Physicians treating children with symptoms that indicate a potential central nervous system infection—a life-threatening condition—need to know two things: whether the infection is being caused by a pathogen, and if so, its identity.
The San Diego, CA-based Rady Children’s Institute for Genomic Medicine (RCIGM), a subsidiary of Rady Children’s Hospital and Health Center, said today it has teamed up with a metagenomics startup headquartered in San Francisco, IDbyDNA, to evaluate the company’s platform as a diagnostic tool for children with such symptoms.
IDbyDNA raised $9 million in 2016 in a Series A round led by Artis Ventures, a San Francisco-based venture capital firm. ARUP Laboratories and other private investors also participated.
The startup’s founder, president, and CEO, Guochun Liao, says the technology it has developed uses next generation sequencing to detect pathogens, including bacteria, viruses, fungi, and parasites.
RCIGM and IDbyDNA together have launched a clinical trial to determine whether the platform, called Explify, can simultaneously analyze the pathogens and immune reaction in the cerebrospinal fluid of pediatric patients.
Diagnosing children who appear to have symptoms of CNS infection, such as meningitis or encephalitis, is complex. Symptoms can be general. And while it’s important for physicians to be able to identify a pathogen if it is causing an infection, doctors also need to check if symptoms are being caused by an autoimmune disease unrelated to infection, RCIGM president and CEO Stephen Kingsmore said.

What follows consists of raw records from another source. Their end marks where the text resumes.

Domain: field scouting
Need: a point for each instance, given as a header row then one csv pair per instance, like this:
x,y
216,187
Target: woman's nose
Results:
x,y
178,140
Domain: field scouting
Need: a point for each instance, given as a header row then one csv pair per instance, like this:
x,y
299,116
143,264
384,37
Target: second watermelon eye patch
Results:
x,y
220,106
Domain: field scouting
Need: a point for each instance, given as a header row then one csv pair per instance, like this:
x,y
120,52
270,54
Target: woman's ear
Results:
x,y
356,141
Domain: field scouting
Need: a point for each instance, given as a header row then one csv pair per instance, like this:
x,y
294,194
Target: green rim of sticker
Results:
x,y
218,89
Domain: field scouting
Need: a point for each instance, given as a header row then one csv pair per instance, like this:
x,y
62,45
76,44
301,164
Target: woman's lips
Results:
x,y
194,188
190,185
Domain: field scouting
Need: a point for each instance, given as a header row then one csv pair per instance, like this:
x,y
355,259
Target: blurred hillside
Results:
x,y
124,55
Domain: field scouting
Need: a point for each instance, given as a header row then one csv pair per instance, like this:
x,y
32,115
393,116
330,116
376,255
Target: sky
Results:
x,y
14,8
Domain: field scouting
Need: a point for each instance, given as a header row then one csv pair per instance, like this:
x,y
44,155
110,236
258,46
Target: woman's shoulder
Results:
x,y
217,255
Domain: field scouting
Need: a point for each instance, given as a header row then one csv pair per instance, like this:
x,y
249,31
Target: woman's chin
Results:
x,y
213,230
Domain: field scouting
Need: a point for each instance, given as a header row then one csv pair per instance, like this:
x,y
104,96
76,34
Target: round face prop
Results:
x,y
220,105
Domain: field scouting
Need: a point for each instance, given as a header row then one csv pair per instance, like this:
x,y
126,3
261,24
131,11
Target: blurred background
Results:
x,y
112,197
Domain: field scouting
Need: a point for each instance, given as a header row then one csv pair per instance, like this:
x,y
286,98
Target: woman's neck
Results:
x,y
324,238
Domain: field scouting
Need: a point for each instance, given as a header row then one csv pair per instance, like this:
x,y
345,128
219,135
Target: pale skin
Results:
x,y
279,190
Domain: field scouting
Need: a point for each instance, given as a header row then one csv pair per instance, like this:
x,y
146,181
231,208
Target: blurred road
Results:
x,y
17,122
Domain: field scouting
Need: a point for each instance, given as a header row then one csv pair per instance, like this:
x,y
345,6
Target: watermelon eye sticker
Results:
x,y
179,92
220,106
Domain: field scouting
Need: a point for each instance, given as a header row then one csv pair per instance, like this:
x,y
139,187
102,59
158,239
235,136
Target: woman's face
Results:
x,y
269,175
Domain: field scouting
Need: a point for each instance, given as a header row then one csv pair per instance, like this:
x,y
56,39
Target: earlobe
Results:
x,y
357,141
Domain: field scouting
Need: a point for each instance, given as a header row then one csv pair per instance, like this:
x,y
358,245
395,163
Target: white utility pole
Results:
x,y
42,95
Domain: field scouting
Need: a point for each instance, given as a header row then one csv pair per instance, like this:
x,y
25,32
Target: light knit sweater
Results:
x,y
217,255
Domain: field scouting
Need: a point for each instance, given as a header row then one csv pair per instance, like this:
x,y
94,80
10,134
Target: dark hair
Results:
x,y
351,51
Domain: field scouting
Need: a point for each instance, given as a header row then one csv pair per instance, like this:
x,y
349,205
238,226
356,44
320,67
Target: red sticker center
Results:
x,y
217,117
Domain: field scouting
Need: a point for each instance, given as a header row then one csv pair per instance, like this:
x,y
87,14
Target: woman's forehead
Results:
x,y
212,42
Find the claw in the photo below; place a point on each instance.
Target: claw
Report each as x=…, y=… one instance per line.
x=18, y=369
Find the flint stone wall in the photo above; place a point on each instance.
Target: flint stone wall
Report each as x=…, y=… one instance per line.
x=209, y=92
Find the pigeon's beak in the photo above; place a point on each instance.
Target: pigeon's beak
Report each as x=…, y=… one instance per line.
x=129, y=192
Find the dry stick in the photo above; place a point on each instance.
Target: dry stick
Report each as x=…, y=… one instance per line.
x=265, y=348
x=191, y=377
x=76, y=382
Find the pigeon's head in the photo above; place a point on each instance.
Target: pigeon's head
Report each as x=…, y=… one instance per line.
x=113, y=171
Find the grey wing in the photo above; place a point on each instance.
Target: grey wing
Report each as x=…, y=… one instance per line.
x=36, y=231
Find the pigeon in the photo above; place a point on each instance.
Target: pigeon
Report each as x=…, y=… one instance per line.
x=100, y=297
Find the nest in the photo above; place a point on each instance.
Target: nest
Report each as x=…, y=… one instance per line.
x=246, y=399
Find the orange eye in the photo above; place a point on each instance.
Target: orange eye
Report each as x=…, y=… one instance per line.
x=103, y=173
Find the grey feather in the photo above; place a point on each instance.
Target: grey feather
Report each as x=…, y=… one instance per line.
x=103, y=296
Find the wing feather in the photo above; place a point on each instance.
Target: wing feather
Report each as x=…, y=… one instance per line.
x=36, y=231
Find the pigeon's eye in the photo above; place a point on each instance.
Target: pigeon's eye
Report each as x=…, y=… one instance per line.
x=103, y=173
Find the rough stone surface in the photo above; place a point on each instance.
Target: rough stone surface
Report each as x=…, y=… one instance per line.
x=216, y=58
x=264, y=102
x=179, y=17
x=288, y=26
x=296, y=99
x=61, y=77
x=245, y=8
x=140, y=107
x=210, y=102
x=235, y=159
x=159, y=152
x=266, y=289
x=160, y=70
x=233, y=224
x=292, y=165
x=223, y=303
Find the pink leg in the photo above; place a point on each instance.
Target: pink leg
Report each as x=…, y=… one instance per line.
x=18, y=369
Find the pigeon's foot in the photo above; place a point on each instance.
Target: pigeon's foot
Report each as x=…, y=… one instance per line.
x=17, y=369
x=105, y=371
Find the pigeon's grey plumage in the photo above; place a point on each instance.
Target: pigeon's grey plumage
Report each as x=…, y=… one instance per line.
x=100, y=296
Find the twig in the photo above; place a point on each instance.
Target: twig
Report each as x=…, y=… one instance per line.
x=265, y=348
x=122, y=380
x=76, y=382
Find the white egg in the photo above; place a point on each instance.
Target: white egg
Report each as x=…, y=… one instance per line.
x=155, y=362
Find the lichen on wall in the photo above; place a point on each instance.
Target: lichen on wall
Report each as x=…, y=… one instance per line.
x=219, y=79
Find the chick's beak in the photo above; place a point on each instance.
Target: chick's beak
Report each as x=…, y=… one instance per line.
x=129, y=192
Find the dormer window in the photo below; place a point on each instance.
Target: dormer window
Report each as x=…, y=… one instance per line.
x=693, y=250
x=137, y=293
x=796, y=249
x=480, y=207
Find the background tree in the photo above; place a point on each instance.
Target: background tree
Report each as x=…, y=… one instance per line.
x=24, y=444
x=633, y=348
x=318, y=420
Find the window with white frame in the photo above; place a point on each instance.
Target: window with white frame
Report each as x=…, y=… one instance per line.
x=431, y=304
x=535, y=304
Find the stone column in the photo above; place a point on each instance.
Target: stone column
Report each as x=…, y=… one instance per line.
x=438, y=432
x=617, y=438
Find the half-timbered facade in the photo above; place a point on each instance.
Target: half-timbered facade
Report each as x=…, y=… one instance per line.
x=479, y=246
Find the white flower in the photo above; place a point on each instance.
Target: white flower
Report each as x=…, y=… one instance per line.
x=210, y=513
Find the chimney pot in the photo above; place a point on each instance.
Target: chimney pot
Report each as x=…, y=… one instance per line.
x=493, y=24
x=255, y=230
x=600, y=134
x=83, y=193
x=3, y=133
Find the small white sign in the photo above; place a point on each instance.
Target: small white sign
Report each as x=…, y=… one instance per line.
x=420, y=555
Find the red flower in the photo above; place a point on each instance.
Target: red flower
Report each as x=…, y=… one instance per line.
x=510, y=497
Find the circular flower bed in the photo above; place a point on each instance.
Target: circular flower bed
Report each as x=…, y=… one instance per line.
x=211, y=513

Children with such symptoms can be easily misdiagnosed, and treatment for an infection versus treatment for an immune response is entirely different, said Lauge Farnaes, the study’s principal investigator and assistant medical director at RCIGM.
Samples taken for the study will be compared to more than 50,000 microorganisms and more than 3,000 pathogens in Explify’s database, according to IDbyDNA. The microbial content in the sample and the patient’s immune response will also be analyzed. The diagnostic rate and clinical utility of the sequencing will then be compared to standard testing results to determine whether the platform improves diagnostics.
In addition to Rady Children’s Hospital in San Diego—a 524-bed facility that provides medical services to San Diego, southern Riverside, and Imperial counties—tests will also take place at Children’s Hospital of Orange County in Orange, CA, and at Nicklaus Children’s Hospital in Miami, FL.